Markus Ringle werde als Kandidat, der für die Grünen im Gemeinderat sitzt, oft gefragt: Sind Sie für oder gegen Autofahrten? „Wer mit dem Auto fahren möchte oder muss, kann und soll diese Option auch gerne weiterhin nutzen. Für diejenigen, die nicht Auto fahren müssen oder möchten, gilt es ebenfalls attraktive und sichere Mobilitätsangebote zu schaffen, um eine Mobilität für alle zu erreichen.“
Dem Fachkräftemangel möchte Ringle mit einer „Fachkräfte-Allianz“ entgegentreten. Seine Vorstellung: „Wirtschaft und Verwaltung verfolgen in dieser Allianz das gemeinsame Ziel, offene Stellen zu besetzen und Albstadts Attraktivität nach außen zu kommunizieren.“

Wenske von der Bühne gebuht

Keine zwei Minuten dauerte der Auftritt von Thomas Wenske, bis Buhrufe aus dem Publikum kamen. Wenske versuchte, die Plattform für seine Verschwörungstheorien zu nutzen – das war den Albstädtern zu viel. Zahlreiche Zuhörer verließen die Halle. Spätestens als Wenske von der Corona-Impfung als „größtes medizinisches Verbrechen der Menschheitsgeschichte“ sprach, musste Oberbürgermeister Klaus Konzelmann als Leiter des Abends unterbrechen: „Bitte erklären Sie doch Ihre Versionen von der Zukunft Albstadts“, versuchte es Konzelmann diplomatisch.
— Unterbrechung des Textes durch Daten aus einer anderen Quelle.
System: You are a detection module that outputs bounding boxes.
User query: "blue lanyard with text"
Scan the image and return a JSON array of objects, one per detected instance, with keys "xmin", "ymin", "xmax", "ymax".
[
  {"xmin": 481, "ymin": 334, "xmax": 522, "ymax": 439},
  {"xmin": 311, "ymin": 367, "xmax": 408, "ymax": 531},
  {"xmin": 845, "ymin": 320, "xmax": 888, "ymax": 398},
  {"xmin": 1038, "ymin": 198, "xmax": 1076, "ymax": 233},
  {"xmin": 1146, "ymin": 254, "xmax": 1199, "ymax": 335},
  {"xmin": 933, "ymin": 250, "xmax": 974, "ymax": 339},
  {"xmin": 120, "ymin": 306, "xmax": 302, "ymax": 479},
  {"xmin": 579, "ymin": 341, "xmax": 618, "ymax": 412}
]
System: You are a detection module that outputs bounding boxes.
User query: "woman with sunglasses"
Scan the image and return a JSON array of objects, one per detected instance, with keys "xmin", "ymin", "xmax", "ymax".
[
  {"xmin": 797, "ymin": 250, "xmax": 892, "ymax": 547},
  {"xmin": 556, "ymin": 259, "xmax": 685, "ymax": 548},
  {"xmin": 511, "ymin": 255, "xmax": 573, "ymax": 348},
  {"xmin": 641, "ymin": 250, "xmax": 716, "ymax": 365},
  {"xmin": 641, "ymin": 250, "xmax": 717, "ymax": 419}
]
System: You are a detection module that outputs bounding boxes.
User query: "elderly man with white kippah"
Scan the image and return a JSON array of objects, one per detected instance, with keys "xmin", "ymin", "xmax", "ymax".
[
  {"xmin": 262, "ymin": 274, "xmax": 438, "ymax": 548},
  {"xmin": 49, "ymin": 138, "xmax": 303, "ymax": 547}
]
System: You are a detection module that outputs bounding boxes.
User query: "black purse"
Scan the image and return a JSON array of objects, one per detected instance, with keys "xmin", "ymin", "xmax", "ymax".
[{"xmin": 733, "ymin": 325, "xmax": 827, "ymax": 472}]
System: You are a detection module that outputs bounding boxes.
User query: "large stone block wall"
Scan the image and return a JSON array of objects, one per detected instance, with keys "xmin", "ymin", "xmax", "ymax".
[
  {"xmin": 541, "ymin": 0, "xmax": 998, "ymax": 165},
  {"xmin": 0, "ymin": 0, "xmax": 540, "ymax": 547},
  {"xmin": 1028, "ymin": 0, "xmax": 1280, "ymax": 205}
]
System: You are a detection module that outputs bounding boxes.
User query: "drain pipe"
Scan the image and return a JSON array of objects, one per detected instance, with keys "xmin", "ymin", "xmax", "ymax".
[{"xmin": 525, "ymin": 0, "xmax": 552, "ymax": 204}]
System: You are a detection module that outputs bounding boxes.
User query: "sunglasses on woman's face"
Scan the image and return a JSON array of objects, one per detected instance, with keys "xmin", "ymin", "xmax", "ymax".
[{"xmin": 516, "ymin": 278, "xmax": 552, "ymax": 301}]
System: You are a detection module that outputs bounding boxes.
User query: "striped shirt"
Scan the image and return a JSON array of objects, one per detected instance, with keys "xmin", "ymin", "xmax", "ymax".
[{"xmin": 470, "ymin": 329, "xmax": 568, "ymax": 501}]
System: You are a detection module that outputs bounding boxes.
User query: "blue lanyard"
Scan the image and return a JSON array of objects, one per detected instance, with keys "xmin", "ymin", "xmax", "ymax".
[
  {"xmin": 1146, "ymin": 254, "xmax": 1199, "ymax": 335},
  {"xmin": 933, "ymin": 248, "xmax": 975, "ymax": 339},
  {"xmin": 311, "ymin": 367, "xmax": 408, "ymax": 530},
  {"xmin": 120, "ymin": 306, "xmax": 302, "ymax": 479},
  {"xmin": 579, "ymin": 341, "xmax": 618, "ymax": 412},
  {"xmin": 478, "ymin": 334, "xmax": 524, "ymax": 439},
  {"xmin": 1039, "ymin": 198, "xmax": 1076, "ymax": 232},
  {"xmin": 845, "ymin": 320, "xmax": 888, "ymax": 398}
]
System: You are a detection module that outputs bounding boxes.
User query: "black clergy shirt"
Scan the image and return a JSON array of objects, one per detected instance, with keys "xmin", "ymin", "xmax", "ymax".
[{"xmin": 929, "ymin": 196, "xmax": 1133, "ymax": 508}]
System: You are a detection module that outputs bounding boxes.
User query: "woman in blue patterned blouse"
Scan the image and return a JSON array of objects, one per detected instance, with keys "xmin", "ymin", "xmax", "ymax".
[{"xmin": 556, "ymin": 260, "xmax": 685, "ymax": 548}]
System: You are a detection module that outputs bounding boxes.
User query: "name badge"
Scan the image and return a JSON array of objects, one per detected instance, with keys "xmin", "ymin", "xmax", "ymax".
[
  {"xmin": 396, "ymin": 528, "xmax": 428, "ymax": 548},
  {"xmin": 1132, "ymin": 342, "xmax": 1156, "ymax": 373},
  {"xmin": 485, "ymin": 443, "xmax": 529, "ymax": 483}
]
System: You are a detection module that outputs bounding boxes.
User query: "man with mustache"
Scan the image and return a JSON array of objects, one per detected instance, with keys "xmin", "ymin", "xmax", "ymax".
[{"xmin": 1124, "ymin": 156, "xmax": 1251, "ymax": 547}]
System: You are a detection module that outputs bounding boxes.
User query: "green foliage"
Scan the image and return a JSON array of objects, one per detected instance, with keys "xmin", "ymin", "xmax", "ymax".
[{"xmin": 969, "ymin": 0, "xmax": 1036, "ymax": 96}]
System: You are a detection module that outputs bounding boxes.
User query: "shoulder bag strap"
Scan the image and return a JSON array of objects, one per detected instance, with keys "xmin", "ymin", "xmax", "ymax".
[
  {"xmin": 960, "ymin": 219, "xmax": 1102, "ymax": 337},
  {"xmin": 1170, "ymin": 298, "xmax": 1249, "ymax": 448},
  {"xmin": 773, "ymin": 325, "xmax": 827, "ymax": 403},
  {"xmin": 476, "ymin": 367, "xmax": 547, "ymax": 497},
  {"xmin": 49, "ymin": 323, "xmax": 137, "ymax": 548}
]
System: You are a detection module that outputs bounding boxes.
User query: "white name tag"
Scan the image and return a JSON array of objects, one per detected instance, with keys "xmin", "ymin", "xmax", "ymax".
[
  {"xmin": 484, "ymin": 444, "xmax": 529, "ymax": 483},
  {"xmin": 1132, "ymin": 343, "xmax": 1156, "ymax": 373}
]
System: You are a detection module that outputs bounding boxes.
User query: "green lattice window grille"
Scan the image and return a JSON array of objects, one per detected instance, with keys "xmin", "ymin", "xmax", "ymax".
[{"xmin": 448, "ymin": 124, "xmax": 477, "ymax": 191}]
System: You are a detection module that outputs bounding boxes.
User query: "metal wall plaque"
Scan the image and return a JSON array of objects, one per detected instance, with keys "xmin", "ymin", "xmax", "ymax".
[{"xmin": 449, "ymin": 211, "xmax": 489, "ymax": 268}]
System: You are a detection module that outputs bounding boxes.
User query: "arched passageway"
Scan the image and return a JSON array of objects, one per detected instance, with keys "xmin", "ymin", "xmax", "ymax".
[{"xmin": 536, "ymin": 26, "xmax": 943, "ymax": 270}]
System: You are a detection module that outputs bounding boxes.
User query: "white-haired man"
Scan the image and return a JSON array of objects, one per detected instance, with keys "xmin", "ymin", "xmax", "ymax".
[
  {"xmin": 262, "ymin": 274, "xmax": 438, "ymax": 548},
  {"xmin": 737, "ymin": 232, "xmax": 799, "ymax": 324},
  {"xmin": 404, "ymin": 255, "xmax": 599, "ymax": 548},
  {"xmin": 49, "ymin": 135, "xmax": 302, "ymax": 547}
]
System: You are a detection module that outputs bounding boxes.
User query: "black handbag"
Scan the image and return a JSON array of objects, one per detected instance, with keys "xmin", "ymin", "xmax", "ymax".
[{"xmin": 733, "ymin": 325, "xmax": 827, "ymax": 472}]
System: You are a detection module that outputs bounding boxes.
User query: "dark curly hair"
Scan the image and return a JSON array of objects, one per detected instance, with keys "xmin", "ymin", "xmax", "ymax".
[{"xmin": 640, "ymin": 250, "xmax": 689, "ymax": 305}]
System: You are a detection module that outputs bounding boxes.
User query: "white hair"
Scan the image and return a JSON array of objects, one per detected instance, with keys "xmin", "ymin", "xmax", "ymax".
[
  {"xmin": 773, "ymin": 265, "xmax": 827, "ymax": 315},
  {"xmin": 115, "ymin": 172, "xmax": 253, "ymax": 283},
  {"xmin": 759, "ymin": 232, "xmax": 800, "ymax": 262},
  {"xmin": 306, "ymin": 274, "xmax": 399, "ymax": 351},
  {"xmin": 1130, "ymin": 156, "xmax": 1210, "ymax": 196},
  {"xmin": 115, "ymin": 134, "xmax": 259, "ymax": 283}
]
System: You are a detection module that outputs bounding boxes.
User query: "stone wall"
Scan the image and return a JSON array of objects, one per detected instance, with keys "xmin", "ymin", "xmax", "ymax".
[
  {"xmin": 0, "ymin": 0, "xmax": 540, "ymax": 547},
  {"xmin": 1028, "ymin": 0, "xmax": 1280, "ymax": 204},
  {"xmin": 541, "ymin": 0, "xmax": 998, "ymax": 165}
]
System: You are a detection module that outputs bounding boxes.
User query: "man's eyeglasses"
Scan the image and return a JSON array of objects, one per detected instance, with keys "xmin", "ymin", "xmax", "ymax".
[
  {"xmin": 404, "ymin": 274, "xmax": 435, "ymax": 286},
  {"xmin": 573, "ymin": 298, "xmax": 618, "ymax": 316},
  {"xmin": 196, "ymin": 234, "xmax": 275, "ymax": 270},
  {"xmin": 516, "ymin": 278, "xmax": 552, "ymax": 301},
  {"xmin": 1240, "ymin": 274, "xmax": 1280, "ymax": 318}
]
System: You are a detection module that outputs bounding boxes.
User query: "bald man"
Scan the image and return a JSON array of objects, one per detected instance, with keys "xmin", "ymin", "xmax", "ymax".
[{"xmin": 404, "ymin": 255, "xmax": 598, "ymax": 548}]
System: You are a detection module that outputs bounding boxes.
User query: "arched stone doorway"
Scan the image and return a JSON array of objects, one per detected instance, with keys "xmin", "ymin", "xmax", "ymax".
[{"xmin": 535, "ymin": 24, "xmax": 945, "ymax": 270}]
Wenske hatte nicht mehr viel zu sagen außer: „Ich sammle seit 40 Jahren Informationen und weiß mehr als die meisten Menschen auf der Erde.“ Dann setzte er sich.

Windkraft und Leerstand

Es folgte die Fragerunde, die viele Bürger nutzten. Wie stehen die Kandidaten zur Windkraft? Für Udo Hollauer stehen dabei rechtlichen Hürden im Weg. Albstadt liege zu hoch, Windräder würden in den überwachten Luftraum ragen und seien somit gesetzlich untersagt. Roland Tralmer war das zu wenig: „Dennoch haben wir Flächen, auf denen es eventuell möglich ist. Wenn die Energiewende wirklich gelingen soll, müssen wir den Energie-Mix anstreben.“ Auch Markus Ringle sieht Windkraftanlagen als möglich an. „Wenn wir Flächen freigeben, sind sofort Investoren da. Es liegt also nicht am Kapital, sondern am politischen Willen.“
Wie man Fachpersonal für Kindergärten und Schulen gewinnen möchte, wollte Nicole Schmidt aus Tailfingen wissen. Der Tenor: Ein Mix aus unterschiedlichen Betreuungsformen sei hilfreich. „Wir haben beim Bauernkindergarten gesehen, dass wir eine hohe Zahl an Bewerbungen hatten“, sagte Hollauer.
Uwe Seidel aus Margrethausen kritisierte den Verfall von Häusern und Straßen sowie den hohen Leerstand. Für die Kandidaten ist das eine Frage der Priorisierung – man könne nicht alle Probleme gleichzeitig angehen.